Heat the oil in a large skillet over medium high heat. Once the oil is hot, place the chicken in the skillet and let it cook for 2 minutes, then flip it and let it cook for 2 additional minutes.

Stir in the garlic and ginger then add the sauce mixture and reduce the heat to low. Let the sauce simmer for 3-4 minutes or until it reduces and becomes thick. 

Stir in the green onions and remove from heat.  Garnish with fresh green onions and additional red pepper flakes and sriracha as desired and serve hot with rice (we used brown).

Notes

Substitutions:

  • Chicken breast – You can substitute chicken thighs or tenderloins per your preference
  • Spiciness:  As mentioned above, to minimize the heat, you can substitute Thai sweet chili sauce for the sriracha, and you can omit the red chili flakes
  • How to Store: To save leftovers, separate into meal sized portions and then place in an airtight container and store:
    • in the refrigerator for 3-4 days
    • in the freezer up to a month

How to Freeze: This meal can be prepared as a freezer meal and will keep for up to 6 months in the freezer.

  • Prepare and cook chicken as directed.
  • Mix ingredients for sauce and store in a freezer bag or freezer friendly container.
  • Store chicken in a separate container.
  • Freeze.
  • Once ready to eat, reheat chicken in a hot skillet and then add sauce and reduce as directed.

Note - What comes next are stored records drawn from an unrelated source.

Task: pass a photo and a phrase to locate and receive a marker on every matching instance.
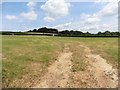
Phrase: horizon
(82, 16)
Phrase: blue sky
(83, 16)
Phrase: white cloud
(31, 4)
(55, 9)
(29, 15)
(49, 19)
(11, 17)
(110, 9)
(87, 18)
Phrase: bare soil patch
(58, 73)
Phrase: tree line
(73, 32)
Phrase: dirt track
(99, 74)
(58, 73)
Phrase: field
(27, 58)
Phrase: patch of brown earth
(58, 73)
(99, 74)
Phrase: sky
(83, 16)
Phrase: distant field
(19, 52)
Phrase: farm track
(106, 76)
(99, 74)
(58, 73)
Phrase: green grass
(20, 51)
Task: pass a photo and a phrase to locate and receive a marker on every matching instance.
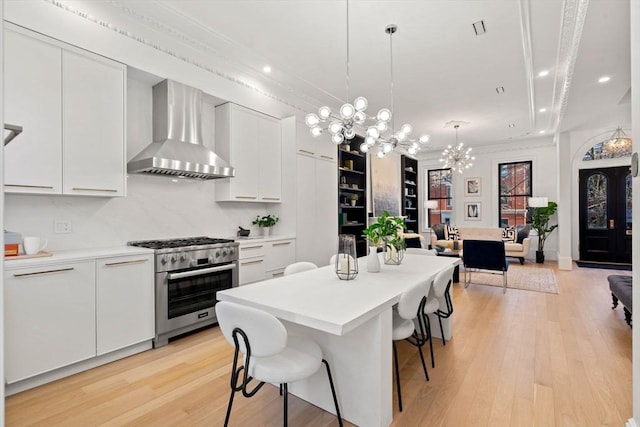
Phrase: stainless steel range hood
(177, 148)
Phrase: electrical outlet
(61, 226)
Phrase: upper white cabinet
(252, 143)
(70, 104)
(93, 122)
(32, 99)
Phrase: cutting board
(38, 255)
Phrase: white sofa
(511, 247)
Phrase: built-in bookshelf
(409, 178)
(352, 192)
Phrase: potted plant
(540, 222)
(266, 222)
(385, 232)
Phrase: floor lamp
(430, 204)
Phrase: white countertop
(75, 255)
(318, 299)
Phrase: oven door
(187, 297)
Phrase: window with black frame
(440, 194)
(514, 191)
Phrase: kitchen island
(351, 321)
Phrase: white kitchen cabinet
(70, 103)
(317, 210)
(125, 301)
(252, 143)
(49, 318)
(32, 99)
(94, 125)
(279, 254)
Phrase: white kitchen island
(351, 321)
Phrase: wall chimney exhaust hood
(177, 148)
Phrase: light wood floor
(517, 359)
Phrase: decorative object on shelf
(457, 158)
(265, 222)
(472, 211)
(472, 186)
(541, 211)
(346, 265)
(352, 116)
(387, 137)
(385, 232)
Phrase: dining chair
(269, 354)
(298, 267)
(438, 303)
(405, 312)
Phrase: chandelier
(618, 144)
(342, 126)
(457, 158)
(385, 136)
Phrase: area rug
(605, 265)
(519, 277)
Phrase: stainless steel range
(189, 272)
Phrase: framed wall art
(472, 186)
(472, 211)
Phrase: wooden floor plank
(517, 359)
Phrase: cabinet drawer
(251, 250)
(280, 253)
(251, 270)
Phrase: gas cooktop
(179, 243)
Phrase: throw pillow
(438, 230)
(451, 232)
(509, 234)
(523, 233)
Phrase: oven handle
(193, 273)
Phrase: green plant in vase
(265, 222)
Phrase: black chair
(485, 255)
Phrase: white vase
(373, 262)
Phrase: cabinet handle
(251, 247)
(107, 190)
(258, 261)
(135, 261)
(43, 272)
(29, 186)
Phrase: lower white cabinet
(49, 318)
(124, 302)
(265, 259)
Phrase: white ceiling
(443, 72)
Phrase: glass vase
(346, 265)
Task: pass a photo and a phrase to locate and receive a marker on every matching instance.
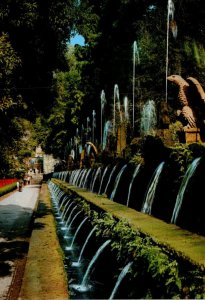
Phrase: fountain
(117, 180)
(189, 173)
(85, 286)
(148, 119)
(149, 197)
(119, 280)
(76, 264)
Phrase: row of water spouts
(66, 212)
(81, 179)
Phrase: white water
(149, 198)
(84, 284)
(76, 233)
(84, 246)
(148, 118)
(131, 183)
(123, 273)
(117, 180)
(190, 171)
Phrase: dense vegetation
(48, 90)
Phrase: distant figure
(17, 185)
(20, 185)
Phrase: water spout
(123, 273)
(149, 198)
(190, 171)
(84, 286)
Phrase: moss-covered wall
(168, 262)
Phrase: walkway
(31, 265)
(16, 212)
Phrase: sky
(77, 39)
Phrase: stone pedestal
(192, 135)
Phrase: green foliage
(7, 189)
(161, 273)
(182, 156)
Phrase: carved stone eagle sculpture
(191, 98)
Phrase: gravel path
(16, 211)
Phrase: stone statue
(192, 101)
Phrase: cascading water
(149, 197)
(131, 183)
(77, 230)
(148, 118)
(117, 180)
(111, 174)
(108, 128)
(84, 286)
(103, 176)
(123, 273)
(189, 173)
(84, 246)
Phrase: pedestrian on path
(17, 185)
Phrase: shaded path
(45, 276)
(16, 211)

How to Reheat: This can be reheated in the microwave in 30 second increments, or cover with tin foil and place into the oven to reheat.

Saturday, July 5, 2025

Chicken Salad

This is great on croissants, toasted (or not) bread, or with crackers.  It's definitely better after the flavors have had a few hours to combine, so make it ahead if possible.  I got the original recipe here.

Yield: 8 servings        Prep Time: 30minutes        Total Time: 30minutes 

Ingredients

Chicken Salad:

4 cups cooked, shredded (or small chopped) chicken (see note)

1 cup small diced celery (I usually just use a full bunch)

1 cup red grapes, halved or quartered

½ cup chopped slivered almonds or cashews (I usually omit these)

2-3 tablespoons finely diced green onions or chives

2 tablespoons chopped fresh parsley (I never put this in)


Dressing:

1 cup mayonnaise (I like to use the Primal Kitchens avocado oil mayo)

2 tablespoons sour cream

1 tablespoon freshly squeezed lemon juice or red wine vinegar

1 tablespoon dijon mustard

½ teaspoon coarse, kosher salt (use a bit less for table salt)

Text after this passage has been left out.